Chirurgie


Trokar (5), VERESS-Nadel

 

 

Die VERESS-Nadel (auch VERRES-Nadel) stellt einen Trokar der besonderen Art dar: mit dem Einstich der VErRES-Nadel beginnt jede Laparoskopie.

 

Die erste Bauchspiegelung beim Menschen wurde 1910 von dem Schweden Hans Christian JACOBAEUS in Stockholm durchgeführt. 1933 füllte VEWERS erstmals Kohlendioxyd anstelle von Raumluft in die Bauchhöhle ein. Dies hat den Vorteil, daß im Bauch verbleibende Gasreste schmerzlos vom Körper resorbiert werden und daß man problemlos mit Elektroinstrumenten arbeiten kann.

 

Der Assistent der Chirurgischen Universitätsklinik Halle Otto GÖTZ (Die Röntgendiagnostik bei gasgefüllter Bauchhöhle; eine neue Methode) entwickelte 1918 eine automatische Spezialnadel zum gefahrlosen Einleiten von Gas in den Bauchraum - Zweck seiner Methode war die Herstellung von Doppelkontraströntgenaufnahmen.


Eine wesentliche Weiterentwicklung der endoskopischen Technik wurde 1938 erreicht, als der ungarischen Chirurgen Janos VERESS die Nadel von GÖTZE "wiedererfand" und sie für eine sichere Punktion von Aszites und eine gefahrlose Anlage des Pneumothorax (Therapie der Lungentuberkulose) benutzte - er setzte diese Nadel an die 2.000 Mal ein, NIE aber benutzte er sie zur Anlage eines Pneumoperitonaeums, NIE schlug er ihre Verwendung zur Anlage eines Pneumoperitonaeums vor! Dennoch wird die Nadel heutzutage, von geringfügigen Modifkationen abgesehen, gerade für die Anlage solcher Pneumoperitonaeen benutzt!

 

Die VERESS-Nadel verfügt über einen an der Spitze abgerundeten, zentral liegenden Stift der durch eine Feder vorgeschoben wird sobald das Bauchfell durchstoßen ist, und der so die Verletzung innerer Organe vermeidet. Die Gaseinleitung erfolgt über eine seitliche Öffnung am vorgeschobenen Zentralstift. Sobald die Spitze der Nadel das Peritonäum durchstochen hat, schnellt der stumpfe Mandrin vor und verhindert eine Verletzung des Darmes. Durch den seitlich gelöcherten Mandrin wird anschliessend Gas in den Bauchraum gepumpt (Pneumoperitonaeum): die Bachdecken werden von den Darmschlingen abgehoben; in den so geschaffenen Raum kann der Chirurg das Laparoskop vorschieben.

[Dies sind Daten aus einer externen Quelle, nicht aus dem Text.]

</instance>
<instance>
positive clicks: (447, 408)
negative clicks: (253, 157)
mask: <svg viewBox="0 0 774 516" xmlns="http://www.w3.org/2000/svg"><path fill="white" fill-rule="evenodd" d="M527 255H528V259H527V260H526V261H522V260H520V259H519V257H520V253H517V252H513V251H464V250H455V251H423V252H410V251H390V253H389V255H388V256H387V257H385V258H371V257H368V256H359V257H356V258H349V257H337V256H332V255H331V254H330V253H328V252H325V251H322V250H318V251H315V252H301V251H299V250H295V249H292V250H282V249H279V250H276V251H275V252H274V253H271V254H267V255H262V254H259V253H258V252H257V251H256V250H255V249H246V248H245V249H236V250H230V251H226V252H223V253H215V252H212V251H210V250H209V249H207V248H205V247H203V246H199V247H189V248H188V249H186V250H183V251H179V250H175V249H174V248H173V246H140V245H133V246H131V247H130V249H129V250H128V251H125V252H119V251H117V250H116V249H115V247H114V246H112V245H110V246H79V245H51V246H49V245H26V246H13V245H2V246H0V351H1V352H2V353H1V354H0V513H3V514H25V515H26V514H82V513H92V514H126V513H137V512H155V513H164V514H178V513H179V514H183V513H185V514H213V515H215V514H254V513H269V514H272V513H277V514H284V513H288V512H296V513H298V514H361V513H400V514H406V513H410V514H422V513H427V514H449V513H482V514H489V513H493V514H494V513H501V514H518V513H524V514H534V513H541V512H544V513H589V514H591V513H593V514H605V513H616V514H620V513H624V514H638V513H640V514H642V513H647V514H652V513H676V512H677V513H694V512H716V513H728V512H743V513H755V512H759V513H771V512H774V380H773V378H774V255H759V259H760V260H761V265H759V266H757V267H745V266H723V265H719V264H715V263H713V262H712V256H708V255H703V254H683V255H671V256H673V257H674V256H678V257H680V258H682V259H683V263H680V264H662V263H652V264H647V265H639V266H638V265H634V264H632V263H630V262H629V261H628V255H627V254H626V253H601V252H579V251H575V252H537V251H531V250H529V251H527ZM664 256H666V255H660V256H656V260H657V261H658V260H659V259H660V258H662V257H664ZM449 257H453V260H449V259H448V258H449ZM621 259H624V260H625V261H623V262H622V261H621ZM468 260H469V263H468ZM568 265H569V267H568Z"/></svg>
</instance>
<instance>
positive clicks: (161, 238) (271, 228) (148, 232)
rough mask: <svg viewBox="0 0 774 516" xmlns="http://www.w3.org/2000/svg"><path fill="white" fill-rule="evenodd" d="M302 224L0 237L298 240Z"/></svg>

Ein Drittel bis die Hälfte der Komplikationen bei Laparoskopie ereignet sich während des Einführens der Verresnadel oder des ersten Trokars (Leonard 2000, Chapron 1998). Eine Gefäßverletzung durch eine Verresnadel oder den ersten Trokar ist eine typische, insgesamt seltene, gleichwohl aber bekannte Komplikation einer Laparoskopie, die auch bei aller Sorgfalt nicht vermieden werden kann, weil diese Instrumente ohne Sichtkontrolle eingeführt werden müssen. Die Verletzung eines Gefäßes indiziert daher kein fehlerhaftes Vorgehen des Arztes.

Als Einstichstelle für die VERRES-Nadel wurden die unterschiedlichsten Stellen empfohlen

- links subcostal

- das hintere Scheidengewölbe

- der Fundus uteri, indem die Nadel von vaginal durch den Zervikalkanal hochgeführt wird (insbesondere eignet sich dieser Einstich bei adipösen Frauen)

- der untere Umfang des Nabels - die gängige Einstichstelle. Als Punktionsort wird normalerweise die Nabelgrube genommen, weil hier der Abstand zwischen Haut und Bauchhöhle am dünnsten ist. Hinzukommt, daß die in der Nabelgrube angelegte und wieder vernähte Wunde optisch später nicht auffällt...

 

Nota: die Verres-Nadel kann auch an der Oberkante der 3. Rippe in den Pleuraraum vorgeschoben werden zwecks Thorakoskopie.

 

Lit.:
J. Veress, Neues Instrument zur Ausführung von Brust- oder Bauchpunktionen und Pneumathoraxbehandlung. Aus der Inneren Abteilung des Komitatsspitals in Kapuvár (Ungarn). Deutsche medizinische Wochenschrift, October 7, 1938, 64: 1480–1481.